Crystal Mason Makes Appeal After Being Imprisoned For Illegally Voting

“This is one of the most important voting rights cases in modern Texas history,” Andre Segura, legal director for the American Civil Liberties Union of Texas said in a press release on Monday (November 30). 

In 2016, Crystal Mason, a Black woman, cast a provisional ballot in Texas while she was not eligible to vote. She was charged in 2018 and sentenced to five years in prison. 

Mason was on supervised release for a previous tax fraud conviction when she voted in 2016. According to Texas state law, people with felony convictions cannot vote until their sentence is completed. 

At the time of her trial, Mason said that she was not aware of the state law which rendered her ineligible.
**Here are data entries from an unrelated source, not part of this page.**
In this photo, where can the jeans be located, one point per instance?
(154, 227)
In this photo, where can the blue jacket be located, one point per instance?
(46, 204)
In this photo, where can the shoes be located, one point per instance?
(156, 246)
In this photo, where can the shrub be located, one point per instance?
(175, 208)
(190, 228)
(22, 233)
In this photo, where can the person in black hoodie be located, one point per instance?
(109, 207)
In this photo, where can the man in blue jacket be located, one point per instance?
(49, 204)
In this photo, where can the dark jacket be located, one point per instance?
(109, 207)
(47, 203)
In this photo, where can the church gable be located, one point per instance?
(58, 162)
A probation officer even testified in the case that he didn’t warn her about the rule and consequences if she did attempt to vote. 

Her provisional ballot was never counted, according to a report by Huffington Post, but she was still convicted and sentenced. 
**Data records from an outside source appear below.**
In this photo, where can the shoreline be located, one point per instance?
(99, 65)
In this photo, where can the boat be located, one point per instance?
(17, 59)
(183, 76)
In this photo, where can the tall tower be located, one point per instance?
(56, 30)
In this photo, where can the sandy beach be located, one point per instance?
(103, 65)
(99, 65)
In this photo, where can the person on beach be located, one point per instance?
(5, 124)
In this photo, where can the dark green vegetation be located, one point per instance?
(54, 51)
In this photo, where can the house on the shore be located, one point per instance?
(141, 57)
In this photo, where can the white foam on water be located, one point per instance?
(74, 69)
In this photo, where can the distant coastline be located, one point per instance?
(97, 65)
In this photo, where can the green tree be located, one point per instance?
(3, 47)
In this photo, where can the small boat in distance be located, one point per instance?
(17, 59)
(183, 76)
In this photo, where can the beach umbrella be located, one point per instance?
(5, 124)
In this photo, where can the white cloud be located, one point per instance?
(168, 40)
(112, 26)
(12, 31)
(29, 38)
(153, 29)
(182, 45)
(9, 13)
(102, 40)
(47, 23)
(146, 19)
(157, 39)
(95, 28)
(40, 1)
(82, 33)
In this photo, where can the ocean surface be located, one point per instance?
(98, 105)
Her case sparked national outrage, with civil rights activists highlighting the country’s history of voter suppression and disproportionate legal consequences Black people face while attempting to exercise their right to vote. 
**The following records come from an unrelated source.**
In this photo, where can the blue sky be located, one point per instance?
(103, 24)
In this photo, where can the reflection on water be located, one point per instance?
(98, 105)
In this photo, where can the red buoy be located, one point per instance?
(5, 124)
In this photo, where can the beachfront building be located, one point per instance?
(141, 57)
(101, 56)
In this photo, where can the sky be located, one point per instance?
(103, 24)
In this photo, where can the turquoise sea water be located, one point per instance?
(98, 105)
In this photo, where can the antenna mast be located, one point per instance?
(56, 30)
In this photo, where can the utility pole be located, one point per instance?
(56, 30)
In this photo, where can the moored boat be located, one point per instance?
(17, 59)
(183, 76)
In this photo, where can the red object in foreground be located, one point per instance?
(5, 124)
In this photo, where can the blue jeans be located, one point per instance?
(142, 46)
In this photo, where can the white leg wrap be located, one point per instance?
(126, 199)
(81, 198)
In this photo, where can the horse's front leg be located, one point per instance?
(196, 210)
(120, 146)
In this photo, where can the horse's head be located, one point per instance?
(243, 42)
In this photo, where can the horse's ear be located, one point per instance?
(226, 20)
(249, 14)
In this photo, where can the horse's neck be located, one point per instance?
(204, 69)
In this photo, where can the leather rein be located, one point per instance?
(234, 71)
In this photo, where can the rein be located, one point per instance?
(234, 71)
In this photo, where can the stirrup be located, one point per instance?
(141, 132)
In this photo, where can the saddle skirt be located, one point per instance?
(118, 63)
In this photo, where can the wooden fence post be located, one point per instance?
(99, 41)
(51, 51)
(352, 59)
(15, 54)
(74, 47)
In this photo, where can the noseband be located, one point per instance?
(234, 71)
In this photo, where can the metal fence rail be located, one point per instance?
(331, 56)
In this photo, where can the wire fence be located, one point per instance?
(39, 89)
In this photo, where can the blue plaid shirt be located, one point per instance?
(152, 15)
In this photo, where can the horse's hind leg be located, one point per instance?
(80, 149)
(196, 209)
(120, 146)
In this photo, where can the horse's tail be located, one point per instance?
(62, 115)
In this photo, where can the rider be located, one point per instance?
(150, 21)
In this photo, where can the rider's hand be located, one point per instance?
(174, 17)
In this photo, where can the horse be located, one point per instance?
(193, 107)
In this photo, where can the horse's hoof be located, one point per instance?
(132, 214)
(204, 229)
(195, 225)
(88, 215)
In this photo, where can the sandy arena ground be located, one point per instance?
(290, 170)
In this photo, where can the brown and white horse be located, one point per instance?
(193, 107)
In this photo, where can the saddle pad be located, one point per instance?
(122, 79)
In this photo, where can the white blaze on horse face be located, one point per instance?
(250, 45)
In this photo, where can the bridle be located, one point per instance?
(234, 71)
A lower appeals court upheld Mason's conviction earlier this year in March.  

Now, Mason and a team of attorneys from the Texas ACLU, are making an appeal to the Court of Criminal Appeals, which is essentially the state’s supreme court. 

They are citing the court's reversal of former US Tom DeLay's 2013 campaign finance violations conviction as precedent in the appeal.

"In reversing the criminal conviction of former Republican US Rep. Tom DeLay, the Court held that an individual must actually realize they are acting in violation of the Election Code in order to be lawfully convicted for such a violation," Segura stated.

In an earlier interview with Huffington Post, Mason said that the conviction had already shattered her life. She shared she’d lost her job and was at risk of losing her home. Mason said that many responsibilities had to be turned over to her teenage daughter while she went to prison. 

Mason was released to a halfway house in the spring of this year.